One of my first projects was a quick-and-dirty traffic and attack generator for containerized microservices called MicroSim (https://github.com/kellyjonbrazil/microsim) that I used in some Kubernetes security Blog posts. (https://blog.kellybrazil.com/2019/12/05/microservice-security-design-patterns-for-kubernetes-part-1/)
Do you have any other project ideas that you haven’t started?
I do - I keep a list of ideas that I might get to one day, but I probably won’t invest any time until there’s not much more to do with my current projects. It would be nice to be able to build a software or SaaS business some day, but I’m busy enough with my day job that I haven’t really invested any time in bootstrapping any of them.
Care to share some of those ideas with the Console readers?
:) I'll give one example - it's a proof of concept idea of a nutritional website that takes the ingredients list of product food items from the USDA database, runs them through a proprietary algorithm, and gives you a junkfood, or healthy rating, while also recommending healthier options.
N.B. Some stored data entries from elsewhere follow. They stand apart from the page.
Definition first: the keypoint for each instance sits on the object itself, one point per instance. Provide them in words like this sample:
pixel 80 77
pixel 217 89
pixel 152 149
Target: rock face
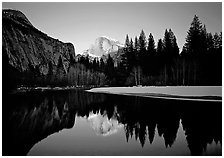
pixel 24 46
pixel 103 46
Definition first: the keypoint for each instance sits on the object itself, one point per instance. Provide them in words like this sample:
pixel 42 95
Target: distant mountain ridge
pixel 103 45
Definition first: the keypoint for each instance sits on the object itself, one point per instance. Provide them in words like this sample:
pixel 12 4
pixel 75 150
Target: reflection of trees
pixel 201 128
pixel 34 116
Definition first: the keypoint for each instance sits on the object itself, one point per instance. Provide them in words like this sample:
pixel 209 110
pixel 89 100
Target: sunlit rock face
pixel 23 45
pixel 103 46
pixel 104 126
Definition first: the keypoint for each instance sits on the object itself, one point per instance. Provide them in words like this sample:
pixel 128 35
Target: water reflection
pixel 31 117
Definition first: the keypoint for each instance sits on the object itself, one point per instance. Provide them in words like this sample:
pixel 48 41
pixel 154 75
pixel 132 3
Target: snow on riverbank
pixel 184 91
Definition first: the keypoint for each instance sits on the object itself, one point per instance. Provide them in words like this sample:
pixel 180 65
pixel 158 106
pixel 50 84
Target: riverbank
pixel 200 93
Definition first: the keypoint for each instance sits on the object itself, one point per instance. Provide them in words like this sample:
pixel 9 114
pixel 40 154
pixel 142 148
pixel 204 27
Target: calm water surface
pixel 75 122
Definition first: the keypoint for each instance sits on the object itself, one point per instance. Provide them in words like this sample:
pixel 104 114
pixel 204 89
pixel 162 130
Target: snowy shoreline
pixel 199 93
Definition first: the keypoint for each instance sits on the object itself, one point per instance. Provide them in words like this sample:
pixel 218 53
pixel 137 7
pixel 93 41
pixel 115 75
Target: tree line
pixel 143 62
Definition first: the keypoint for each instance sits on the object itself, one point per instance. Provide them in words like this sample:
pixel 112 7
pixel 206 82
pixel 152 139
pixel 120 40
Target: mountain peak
pixel 104 45
pixel 16 16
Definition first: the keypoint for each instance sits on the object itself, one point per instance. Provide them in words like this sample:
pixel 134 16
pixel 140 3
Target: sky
pixel 82 22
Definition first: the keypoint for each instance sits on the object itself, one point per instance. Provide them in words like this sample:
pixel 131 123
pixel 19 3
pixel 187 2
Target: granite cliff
pixel 25 48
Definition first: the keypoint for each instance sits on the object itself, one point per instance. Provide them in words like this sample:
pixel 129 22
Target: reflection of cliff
pixel 104 126
pixel 29 124
pixel 31 117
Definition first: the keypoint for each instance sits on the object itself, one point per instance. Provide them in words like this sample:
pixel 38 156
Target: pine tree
pixel 193 38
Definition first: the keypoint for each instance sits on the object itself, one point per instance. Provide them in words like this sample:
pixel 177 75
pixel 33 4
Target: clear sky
pixel 81 23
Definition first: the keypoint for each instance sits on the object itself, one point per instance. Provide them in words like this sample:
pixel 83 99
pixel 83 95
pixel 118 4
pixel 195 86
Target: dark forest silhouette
pixel 142 63
pixel 33 116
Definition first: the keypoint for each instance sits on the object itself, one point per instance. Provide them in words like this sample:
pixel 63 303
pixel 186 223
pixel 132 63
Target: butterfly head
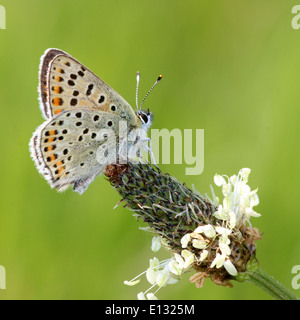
pixel 146 118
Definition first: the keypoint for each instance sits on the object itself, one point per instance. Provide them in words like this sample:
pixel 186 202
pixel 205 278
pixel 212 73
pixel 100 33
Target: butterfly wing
pixel 74 147
pixel 66 84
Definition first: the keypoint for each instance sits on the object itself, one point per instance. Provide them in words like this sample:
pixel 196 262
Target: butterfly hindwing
pixel 66 148
pixel 66 84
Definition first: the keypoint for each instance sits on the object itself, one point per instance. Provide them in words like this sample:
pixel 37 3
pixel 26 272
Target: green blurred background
pixel 230 67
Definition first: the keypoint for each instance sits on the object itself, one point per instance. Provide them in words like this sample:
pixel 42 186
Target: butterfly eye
pixel 144 117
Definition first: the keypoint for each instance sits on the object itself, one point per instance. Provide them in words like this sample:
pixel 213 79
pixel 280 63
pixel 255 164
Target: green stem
pixel 270 285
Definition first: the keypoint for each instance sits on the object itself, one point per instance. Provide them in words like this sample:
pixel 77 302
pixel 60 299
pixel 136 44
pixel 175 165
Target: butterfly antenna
pixel 137 90
pixel 155 83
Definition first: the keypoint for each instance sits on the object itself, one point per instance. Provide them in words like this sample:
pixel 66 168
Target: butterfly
pixel 79 109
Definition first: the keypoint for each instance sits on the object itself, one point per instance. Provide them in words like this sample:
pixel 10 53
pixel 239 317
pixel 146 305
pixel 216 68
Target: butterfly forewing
pixel 66 84
pixel 72 147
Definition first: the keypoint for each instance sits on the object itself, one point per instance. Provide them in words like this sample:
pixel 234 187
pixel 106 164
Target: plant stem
pixel 270 285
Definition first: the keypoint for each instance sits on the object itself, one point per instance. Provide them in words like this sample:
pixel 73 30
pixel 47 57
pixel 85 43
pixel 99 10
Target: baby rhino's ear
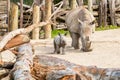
pixel 65 34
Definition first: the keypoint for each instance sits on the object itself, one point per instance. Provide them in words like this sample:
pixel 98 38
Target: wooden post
pixel 80 2
pixel 112 11
pixel 65 4
pixel 21 70
pixel 47 28
pixel 102 13
pixel 105 13
pixel 21 13
pixel 73 4
pixel 8 13
pixel 14 17
pixel 36 19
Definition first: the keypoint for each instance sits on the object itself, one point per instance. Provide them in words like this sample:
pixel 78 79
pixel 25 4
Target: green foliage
pixel 55 32
pixel 57 1
pixel 106 28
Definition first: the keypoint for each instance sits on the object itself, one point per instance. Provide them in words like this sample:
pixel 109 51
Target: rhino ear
pixel 91 23
pixel 80 21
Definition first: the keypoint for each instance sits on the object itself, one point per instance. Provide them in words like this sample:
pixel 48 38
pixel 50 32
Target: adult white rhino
pixel 80 23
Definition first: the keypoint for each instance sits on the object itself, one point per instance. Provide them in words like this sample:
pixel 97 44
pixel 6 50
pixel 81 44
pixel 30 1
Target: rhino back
pixel 73 16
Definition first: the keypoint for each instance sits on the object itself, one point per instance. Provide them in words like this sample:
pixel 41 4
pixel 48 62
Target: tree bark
pixel 47 28
pixel 21 13
pixel 36 19
pixel 14 17
pixel 112 11
pixel 103 13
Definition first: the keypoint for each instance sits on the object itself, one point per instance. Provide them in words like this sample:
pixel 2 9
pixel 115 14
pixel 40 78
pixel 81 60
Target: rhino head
pixel 86 30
It includes a bar code scanner and you can save items to your "pantry" and get a "pantry report". I just recently canceled the API that was providing product pictures and pricing information, but the rest of the site is functional. I haven't updated the USDA database in a year, so your mileage may vary. :)
What is one question you would like to ask another open-source developer that I didn’t ask you?
How did you manage to get your software packaged on many different Operating Systems and distros?
I had to do some of the leg work upfront for jc, but once Fedora and Debian picked it up, then it seemed to grow. It seems difficult to find packagers (Fedora, particularly) to get things started for some of my other projects, but maybe I just need to knock on the right doors.
I’ve found that packaging is one of the more difficult issues in software development. There is really no way to know how it all works until you put your software out there and others start packaging it, or you try to package it yourself. It is very complex and you find that it’s easy to do things suboptimally or in ways that can annoy the packagers. Where do you put the man pages in your source? Some packagers want tests included, others don’t. Do you have external dependencies that are not already packaged on a platform? That’s a problem. Some dependencies are stuck on ancient versions, so you need to workaround that in your code. Or maybe allow for situations where a dependency is optional. All of these things and more I have run into over the years. I want to be a good open source citizen so I keep a good changelog to alert packagers if there are any breaking changes coming up so they are not blindsided.